It is a film of grace, beauty, and fierce ethical debate, the story of a decision in favor of romance and against the samurai code. The plot involves the sexual convenience of the lord, who first forces the Sasahara family to accept his discarded mistress and then wants her back again. Lady Ichi (Yoko Tsukasa) was forced to become the lord's lover, bore him a son, and then in anger struck the old man, pulled his hair, and disgraced herself. The lord decrees she must be banished, and orders her to marry Yogoro (Go Kato), one of the two sons of the Sasaharas.
This does not please the family, but they obey the lord. After the marriage, Isaburo sees a way out of his unhappy subservience to his wife. He retires and names Yogoro head of the family. Yogoro explains to Ichi that his father dislikes his mother, "but has borne everything." Now Ichi will be the woman who manages the household: "You needn't hold back because of the old woman."To everyone's surprise, Ichi and Yogoro learn to love each other, and their marriage is blessed with a daughter named Tomi. When Yogoro asks his wife why she attacked the lord, she replies simply: "I felt as if a hairy worm was crawling over me."
Edicts from the lord are delivered by the steward (Shigeru Koyama). One day he arrives with news: the lord's heir has died, and the son he had by Ichi is the new heir to the throne. The steward says Ichi must leave the Sasaharas and return to the castle, for it would be improper for the heir's mother to be married to a vassal. As Ichi learns the news, we see her seated in the angle of two rice-paper walls, ominous shadows crawling behind her like insects. She refuses to return. She is supported by her husband and, unexpectedly, by her father-in-law: Isaburo calls it a "cruel injustice," and tells them he has been moved by "your tender love for each other," so unlike his own marriage. So begins the rebellion of the title: father, son, and wife refuse to obey the lord, although Isaburo's wife, Suga (Michiko Otsuka), and their other son are in favor of sending her back to the castle.

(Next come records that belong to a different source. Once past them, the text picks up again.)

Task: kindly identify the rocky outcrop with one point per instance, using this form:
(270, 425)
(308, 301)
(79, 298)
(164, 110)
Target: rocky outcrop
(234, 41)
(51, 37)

I was reading Anthony Trollope's Doctor Thorne when I saw the film, and was struck by how the two plots are similar in the way romance is opposed by a ruthless pragmatism, with social class being used to enforce what the characters should feel. The world of the samurai is far away from us, even further than Trollope's Barsetshire, but the feelings of the characters are universal and fundamental.
When we think of samurai movies, we think of swordplay, but Samurai Rebellion consists almost entirely of domestic life and diplomatic maneuvering until the film's final bloodbath. Isaburo believes he can protest the autocracy of the lord at the court of the emperor, in Edo, and the lord's steward is not eager to see this happen. A period of extraordinary negotiation opens, with bluff and counterbluff, and we see family councils as the Sasahara relatives gather to try to talk the three rebels into accepting the lord's will. Lies are told, intrigues are carried out, Lady Ichi is kidnapped, and yet true love will not be denied.
There is also a curious change in the appearance of Mifune, the most famous of all Japanese stars. In early scenes, he looks so meek, so defeated by his marriage, that we hardly recognize him. As his resolve grows, as he supports Yogoro and Ichi, his famous face seems to take form, and he looks stern and angry, like the Mifune we know.
There is a key turning point. He is walking along the brick pathways in his enclosed stone garden. As he tells Ichi he will support her, he leaves the path, and his sandals make footprints in the carefully raked sand. He has broken the rules, refused to stay between the lines, and placed his own will above that of the lord.
The director Masaki Kobayashi (1916-96) was himself a rebel. I learn from Ephraim Katz's Film Encyclopedia that Kobayashi was a pacifist during World War II. After being drafted into the army and sent to Manchuria, "in a courageous act of personal defiance, he refused promotion and remained a private for the duration."
Defiance would be a subject of his films. His 7be Human Condition (1959) is a three-part, nine-hour film about a conscientious objector who serves in Manchuria just as Kobayashi did and acts not in obedience to the emperor but out of loyalty to his men.